Die Gemeinde will die Zeit bis dahin nutzen, um die Weichen für eine nachhaltige Nachnutzung zu stellen. Dass man dabei nicht bei null beginnt, zeigte auch der Blick auf frühere Überlegungen: Bereits in einer Bekanntmachung zur Grundstücksvergabe im Jahr 2023 waren mögliche Rahmenbedingungen formuliert worden, darunter eine Geschossfläche von maximal 2400 Quadratmetern, Seniorenwohnungen, eine Tagespflege, weitere Wohnnutzungen sowie klare bauliche Vorgaben etwa zu Gebäudehöhe, Dachform, Tiefgarage und zum freizuhaltenden Grünbereich entlang des Steinbaches.

Diese Vorgaben hatten die gewünschte Richtung zwar deutlich gemacht, zugleich aber auch gezeigt, wie anspruchsvoll die Suche nach einer umsetzbaren Lösung ist. Ein geeignetes Angebot kam damals nicht zustande. Inzwischen haben sich die Rahmenbedingungen verändert, auch die finanzielle Lage verlangt nach realistischen und flexiblen Ansätzen. In der Diskussion mit den Gemeinderäten zeichnete sich dabei ab, dass gewerbliche Nutzungen wie eine Arztpraxis oder Gastronomie wohl keine große Rolle spielen dürften.
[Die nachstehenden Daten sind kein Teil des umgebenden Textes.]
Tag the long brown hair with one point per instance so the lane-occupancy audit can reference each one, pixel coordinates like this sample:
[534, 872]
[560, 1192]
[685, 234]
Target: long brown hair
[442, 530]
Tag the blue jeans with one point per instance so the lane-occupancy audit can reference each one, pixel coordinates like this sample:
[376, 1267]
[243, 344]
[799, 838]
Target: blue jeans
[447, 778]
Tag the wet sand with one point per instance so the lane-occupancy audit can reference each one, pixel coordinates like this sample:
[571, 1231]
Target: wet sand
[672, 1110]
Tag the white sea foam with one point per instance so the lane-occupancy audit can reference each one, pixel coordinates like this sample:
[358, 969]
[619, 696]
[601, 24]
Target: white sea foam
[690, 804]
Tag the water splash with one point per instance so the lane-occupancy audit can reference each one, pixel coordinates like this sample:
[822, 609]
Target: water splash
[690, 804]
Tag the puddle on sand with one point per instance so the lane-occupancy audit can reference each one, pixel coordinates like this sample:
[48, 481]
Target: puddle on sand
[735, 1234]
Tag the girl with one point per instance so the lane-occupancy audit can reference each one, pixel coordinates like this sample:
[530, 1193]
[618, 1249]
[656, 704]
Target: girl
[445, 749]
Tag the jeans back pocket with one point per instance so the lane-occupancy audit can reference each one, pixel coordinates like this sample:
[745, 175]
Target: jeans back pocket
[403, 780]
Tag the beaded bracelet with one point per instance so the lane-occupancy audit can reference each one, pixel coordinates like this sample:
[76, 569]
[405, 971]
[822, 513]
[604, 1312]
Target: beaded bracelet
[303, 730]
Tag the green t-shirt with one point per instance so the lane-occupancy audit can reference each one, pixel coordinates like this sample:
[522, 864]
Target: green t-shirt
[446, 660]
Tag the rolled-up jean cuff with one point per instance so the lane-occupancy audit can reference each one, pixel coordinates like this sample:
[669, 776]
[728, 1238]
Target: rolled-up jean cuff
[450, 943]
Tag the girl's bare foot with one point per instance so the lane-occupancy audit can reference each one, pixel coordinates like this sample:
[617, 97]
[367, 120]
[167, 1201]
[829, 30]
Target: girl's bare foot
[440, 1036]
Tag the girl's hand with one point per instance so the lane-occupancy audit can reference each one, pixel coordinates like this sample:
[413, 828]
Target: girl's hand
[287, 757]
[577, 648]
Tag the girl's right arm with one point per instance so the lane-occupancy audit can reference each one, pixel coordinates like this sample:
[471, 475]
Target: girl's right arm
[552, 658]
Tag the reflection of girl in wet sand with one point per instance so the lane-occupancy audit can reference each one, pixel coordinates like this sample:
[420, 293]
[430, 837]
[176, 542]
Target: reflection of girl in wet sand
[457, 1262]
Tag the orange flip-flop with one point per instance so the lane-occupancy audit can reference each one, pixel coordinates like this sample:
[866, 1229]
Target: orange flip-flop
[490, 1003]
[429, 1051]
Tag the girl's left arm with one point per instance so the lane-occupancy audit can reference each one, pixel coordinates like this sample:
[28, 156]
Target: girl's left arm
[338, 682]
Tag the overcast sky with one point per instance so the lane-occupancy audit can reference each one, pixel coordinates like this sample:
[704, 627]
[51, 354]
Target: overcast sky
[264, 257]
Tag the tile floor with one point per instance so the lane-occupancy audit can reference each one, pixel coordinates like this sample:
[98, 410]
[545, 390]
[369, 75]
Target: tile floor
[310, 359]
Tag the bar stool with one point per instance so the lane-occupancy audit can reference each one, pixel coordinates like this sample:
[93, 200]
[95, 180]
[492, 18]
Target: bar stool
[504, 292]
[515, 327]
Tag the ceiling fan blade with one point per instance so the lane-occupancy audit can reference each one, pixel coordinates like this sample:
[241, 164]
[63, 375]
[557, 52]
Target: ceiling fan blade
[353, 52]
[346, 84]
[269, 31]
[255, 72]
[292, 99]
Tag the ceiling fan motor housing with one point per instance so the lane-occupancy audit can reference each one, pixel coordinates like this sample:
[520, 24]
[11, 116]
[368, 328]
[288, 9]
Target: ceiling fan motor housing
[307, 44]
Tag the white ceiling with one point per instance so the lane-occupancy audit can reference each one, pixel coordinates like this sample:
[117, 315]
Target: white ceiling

Zum einen hätten in Nußdorf ansässige Ärzte bereits abgewunken, zum anderen verspreche auch das Umfeld am Hochriesweg kaum die Voraussetzungen für einen Nahversorger. Da eine Tagespflege nach aktuellem Stand im Nußdorfer Hof verwirklicht werden könnte, eröffnen sich für den Hochriesweg zusätzliche Spielräume. Die Gemeinde will sich deshalb nun vor allem auf das Thema Wohnen konzentrieren.
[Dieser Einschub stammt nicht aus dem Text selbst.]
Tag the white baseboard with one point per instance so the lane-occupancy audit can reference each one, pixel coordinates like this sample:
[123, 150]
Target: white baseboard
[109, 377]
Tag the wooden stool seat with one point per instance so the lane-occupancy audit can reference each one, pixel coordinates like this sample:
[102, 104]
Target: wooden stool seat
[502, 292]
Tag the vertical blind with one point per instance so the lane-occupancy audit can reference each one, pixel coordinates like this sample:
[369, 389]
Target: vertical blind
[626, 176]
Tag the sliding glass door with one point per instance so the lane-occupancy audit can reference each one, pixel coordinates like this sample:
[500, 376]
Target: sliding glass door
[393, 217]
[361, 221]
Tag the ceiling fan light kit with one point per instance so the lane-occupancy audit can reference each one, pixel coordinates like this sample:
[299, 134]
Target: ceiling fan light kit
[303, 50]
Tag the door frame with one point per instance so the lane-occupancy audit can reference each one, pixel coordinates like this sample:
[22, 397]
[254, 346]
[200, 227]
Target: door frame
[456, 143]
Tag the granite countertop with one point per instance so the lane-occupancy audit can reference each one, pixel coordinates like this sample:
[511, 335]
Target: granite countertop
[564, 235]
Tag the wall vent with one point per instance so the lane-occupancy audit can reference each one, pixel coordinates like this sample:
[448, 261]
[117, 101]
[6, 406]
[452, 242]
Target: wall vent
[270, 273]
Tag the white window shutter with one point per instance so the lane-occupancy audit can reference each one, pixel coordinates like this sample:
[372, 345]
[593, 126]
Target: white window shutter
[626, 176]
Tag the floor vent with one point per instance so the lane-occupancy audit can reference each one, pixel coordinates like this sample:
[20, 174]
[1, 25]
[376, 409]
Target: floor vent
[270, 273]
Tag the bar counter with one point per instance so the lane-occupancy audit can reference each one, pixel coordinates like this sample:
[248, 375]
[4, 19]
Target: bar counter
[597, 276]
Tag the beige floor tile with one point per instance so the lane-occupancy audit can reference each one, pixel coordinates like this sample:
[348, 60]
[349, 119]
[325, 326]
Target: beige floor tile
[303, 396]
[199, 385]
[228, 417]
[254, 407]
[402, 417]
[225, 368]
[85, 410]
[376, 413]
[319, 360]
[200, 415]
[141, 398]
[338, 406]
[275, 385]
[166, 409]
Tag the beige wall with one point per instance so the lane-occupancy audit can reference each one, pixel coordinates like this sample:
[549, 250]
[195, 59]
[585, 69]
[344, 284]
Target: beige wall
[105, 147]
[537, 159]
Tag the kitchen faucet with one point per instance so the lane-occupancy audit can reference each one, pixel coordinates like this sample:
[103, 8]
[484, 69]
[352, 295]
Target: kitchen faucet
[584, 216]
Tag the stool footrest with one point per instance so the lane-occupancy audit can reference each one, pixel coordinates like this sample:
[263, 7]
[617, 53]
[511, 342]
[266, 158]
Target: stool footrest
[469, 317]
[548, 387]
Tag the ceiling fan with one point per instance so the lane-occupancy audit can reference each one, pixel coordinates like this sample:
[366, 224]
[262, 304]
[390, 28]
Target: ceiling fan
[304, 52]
Gerade darin liegt die neue Stärke des Verfahrens: Die Gemeinde denkt nicht schematisch, sondern sucht eine Lösung, die zum Ort passt. Auch unterschiedliche Wohnformen für ältere Menschen bleiben dabei im Blick, von betreutem Wohnen über Seniorenhausgemeinschaften oder Mehrgenerationenwohnen bis hin zu ambulant betreuten Wohngemeinschaften. So zeichnet sich ab, dass das Areal St. Benedikt nicht einfach nur neu bebaut, sondern mit Augenmaß weiterentwickelt werden soll. Im nächsten Schritt soll nun die Bekanntmachung zur Grundstücksvergabe mit den Rahmenbedingungen der Gemeinde veröffentlicht werden, die in der April-Sitzung des Rates final vorgestellt werden soll. Darauf können sich Investoren bewerben und ihre Ideen vorstellen, damit am Ende eine für Nußdorf optimale Lösung gefunden werden kann. Aus einem jahrelangen Provisorium könnte damit ein Projekt entstehen, das den Bedürfnissen der Gemeinde gerecht wird und dem Ort an zentraler Stelle neue Impulse gibt. Nußdorf steht damit vor einer wichtigen Entscheidung – und zugleich vor der seltenen Gelegenheit, einen prägenden Standort neu zu denken.